I ran into just that when I was CFO for a pharmaceutical manufacturer. The first several years we focused on the turnaround of our manufacturing operations and developing new products. After making a very successful turnaround and going from losing more money than we had in sales to earning 56% net income after tax, we turned our sights towards building an integrated nationwide distribution network. Strategically, we felt that it would be a great benefit to have an integrated manufacturing and distribution operation.
In the course of one year, we went out and acquired 6 different generic pharmaceutical distributors in different regions of the company. We closed on 4 acquisitions within a month’s time and then added 2 more within the next year.
After the acquisitions, we had the hard work of integrating these various firms into one nationwide operation with warehouses throughout the country. Common pricing was established- no small task given the wide range of prices across the firms. They had very different philosophies ranging from higher margins to lower margins but higher volume.
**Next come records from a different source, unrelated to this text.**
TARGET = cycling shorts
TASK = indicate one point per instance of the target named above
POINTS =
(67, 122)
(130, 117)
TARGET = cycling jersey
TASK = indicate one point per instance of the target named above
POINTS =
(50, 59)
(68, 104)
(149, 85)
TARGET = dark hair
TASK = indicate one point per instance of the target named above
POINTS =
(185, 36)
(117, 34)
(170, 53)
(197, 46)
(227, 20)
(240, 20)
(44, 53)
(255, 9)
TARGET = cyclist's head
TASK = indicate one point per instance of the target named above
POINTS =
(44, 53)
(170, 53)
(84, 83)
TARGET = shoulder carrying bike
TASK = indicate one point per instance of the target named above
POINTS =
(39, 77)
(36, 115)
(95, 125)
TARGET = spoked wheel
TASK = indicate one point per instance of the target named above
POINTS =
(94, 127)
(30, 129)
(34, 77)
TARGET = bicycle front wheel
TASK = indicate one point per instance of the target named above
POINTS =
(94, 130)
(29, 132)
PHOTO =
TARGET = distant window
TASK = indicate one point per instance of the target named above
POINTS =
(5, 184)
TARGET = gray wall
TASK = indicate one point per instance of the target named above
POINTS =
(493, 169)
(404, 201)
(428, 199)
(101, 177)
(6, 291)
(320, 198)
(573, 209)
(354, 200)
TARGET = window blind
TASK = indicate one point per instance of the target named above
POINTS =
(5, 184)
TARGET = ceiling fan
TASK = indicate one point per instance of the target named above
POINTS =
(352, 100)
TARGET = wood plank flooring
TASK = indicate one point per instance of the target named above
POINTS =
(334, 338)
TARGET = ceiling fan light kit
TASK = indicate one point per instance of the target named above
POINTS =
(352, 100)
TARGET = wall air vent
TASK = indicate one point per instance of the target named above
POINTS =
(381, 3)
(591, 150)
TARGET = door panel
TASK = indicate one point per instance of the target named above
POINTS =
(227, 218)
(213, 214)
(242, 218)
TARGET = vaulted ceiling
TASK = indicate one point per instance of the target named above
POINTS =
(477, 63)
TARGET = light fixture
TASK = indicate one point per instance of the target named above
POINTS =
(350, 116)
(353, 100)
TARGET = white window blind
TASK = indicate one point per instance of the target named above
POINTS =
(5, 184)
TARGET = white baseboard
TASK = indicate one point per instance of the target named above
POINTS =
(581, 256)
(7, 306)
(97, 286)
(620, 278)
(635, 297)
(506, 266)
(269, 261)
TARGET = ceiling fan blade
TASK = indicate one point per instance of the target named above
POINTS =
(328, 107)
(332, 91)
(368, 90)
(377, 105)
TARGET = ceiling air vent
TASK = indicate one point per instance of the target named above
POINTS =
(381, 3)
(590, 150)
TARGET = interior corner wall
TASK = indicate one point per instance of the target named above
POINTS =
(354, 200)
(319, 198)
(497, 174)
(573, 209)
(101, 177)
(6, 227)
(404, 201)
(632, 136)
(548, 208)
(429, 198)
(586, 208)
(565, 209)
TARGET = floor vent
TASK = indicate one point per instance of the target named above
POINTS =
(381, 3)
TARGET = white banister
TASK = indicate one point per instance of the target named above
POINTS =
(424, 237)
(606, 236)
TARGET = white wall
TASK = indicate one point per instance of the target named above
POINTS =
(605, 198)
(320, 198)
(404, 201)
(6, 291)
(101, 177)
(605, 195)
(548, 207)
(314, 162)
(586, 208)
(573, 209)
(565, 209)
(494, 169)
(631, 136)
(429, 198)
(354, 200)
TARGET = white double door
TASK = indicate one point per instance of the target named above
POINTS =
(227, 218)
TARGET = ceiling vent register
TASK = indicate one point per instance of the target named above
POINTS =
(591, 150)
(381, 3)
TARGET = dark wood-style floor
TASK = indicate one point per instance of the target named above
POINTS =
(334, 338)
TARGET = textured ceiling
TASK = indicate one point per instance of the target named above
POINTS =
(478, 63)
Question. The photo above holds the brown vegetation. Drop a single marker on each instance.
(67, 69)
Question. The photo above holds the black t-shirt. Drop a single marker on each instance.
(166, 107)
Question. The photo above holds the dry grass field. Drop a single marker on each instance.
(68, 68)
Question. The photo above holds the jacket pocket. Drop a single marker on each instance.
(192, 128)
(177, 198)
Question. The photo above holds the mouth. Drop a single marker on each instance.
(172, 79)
An integrated IT network was put in place as well- they had very different styles here too- ranging from strong in-house talent to leaning heavily on outside resources. Financial staff was shored up too. Some firms had relied on outside CPAs and were a little weak in in-house talent.
What really stood out as different though was the culture at the top- among the biggest differences:
· One firm was all business. You felt if the price was right, they would even sell a family member!
· Another was as warm and friendly as could be. You felt like family right when you walked in.
· Yet another had a sharp eye on operations. When meeting with the owner, he would have one eye on a computer screen which tracked the sales per hour by salesperson. I recall well one meeting when he cut our meeting short with a comment- “I need to go down and kick some …”
Same businesses, but hugely different cultures. Don’t take it for granted when looking at acquisitions or evaluating companies you want to do business with. There is no substitute for making a visit and spending some time to see what the culture really is.